© Jean-Marc Tingaud
Le décor est là, sobrement, qui pose et qui compose. Loin du tumulte, loin des cahots et du chaos du monde. La lumière, doucement, coule. La photo sur le mur - le mur qui imperceptiblement se lézarde et fissure - semble inéluctablement punaisée. Des objets, çà et là. Rien ne bouge.
Alors subtilement, le dessein se dessine. D'abord, un écho lointain, puis une réminiscence. Je saisis ce qui se trame : un fil ténu vient tisser des liens et des correspondances. Naples, Zagreb, Marrakech, Jérusalem… L'objet anodin, une fois exhumé par le photographe, perd son insignifiance. L'intérieur se dévoile et laisse présager un peu de son secret. Un peu de ceux qui y vivent, aussi. L'image dit le temps, le temps qui passe, celui qui reste, celui qui se consume. Elle incarne une bribe de la mémoire du lieu et de ce qui l'imprègne. Jean-Marc Tingaud, en évoquant l'espace de l'intime, invoque l'empreinte et la résurgence. Avec pudeur, avec gravité souvent, les images, épurées et sensibles, suggèrent plus qu'elles ne démontrent.

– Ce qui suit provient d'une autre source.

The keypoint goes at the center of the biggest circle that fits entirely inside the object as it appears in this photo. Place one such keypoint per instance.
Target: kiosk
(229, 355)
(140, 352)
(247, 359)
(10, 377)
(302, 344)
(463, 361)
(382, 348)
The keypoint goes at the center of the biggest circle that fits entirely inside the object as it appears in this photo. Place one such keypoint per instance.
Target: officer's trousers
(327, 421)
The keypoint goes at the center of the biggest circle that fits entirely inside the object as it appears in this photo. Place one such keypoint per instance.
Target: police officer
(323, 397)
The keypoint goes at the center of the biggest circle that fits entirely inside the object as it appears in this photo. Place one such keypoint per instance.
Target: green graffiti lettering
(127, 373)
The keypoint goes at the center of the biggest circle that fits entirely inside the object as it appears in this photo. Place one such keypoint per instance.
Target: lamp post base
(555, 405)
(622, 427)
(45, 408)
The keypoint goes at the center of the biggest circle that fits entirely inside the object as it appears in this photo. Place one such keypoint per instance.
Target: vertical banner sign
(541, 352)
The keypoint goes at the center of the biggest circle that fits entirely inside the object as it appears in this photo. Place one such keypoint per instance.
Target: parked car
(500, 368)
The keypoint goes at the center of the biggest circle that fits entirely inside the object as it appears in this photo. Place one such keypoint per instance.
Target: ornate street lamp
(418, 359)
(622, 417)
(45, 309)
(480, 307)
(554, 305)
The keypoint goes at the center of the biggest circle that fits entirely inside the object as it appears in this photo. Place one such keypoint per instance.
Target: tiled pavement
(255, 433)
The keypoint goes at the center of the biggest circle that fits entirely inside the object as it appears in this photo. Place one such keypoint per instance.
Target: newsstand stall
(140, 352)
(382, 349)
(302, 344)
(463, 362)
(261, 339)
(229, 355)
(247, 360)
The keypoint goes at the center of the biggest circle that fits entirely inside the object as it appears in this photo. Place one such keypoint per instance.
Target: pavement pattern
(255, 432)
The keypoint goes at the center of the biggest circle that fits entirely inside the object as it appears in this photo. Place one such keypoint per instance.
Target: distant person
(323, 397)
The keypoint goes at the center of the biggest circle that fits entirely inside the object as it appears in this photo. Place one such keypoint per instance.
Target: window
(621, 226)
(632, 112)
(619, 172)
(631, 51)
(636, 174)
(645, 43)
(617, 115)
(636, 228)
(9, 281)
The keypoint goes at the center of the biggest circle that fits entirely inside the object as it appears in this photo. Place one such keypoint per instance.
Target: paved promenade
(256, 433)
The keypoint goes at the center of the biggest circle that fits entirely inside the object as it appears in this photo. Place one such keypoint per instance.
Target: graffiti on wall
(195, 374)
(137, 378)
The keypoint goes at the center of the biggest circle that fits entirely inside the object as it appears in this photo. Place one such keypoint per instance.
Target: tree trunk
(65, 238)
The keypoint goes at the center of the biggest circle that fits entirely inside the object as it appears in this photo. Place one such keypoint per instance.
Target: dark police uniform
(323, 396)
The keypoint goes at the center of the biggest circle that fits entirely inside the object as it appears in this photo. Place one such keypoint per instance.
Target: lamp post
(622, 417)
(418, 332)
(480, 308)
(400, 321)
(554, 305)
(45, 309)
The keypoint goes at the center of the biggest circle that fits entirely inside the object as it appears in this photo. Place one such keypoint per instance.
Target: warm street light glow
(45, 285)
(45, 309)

Alors, de ces absences, de ces fragments d'espaces, surgit un bruissement : le murmure, furtif, d'un récit, d'une histoire, parfois même de l'Histoire.
Pas âme qui vive, et pourtant chaque image frémit de la présence tacite de ce qui l'habite.
Intégralité de mon texte paru in Le monde d'Hermès, Paris, 2003.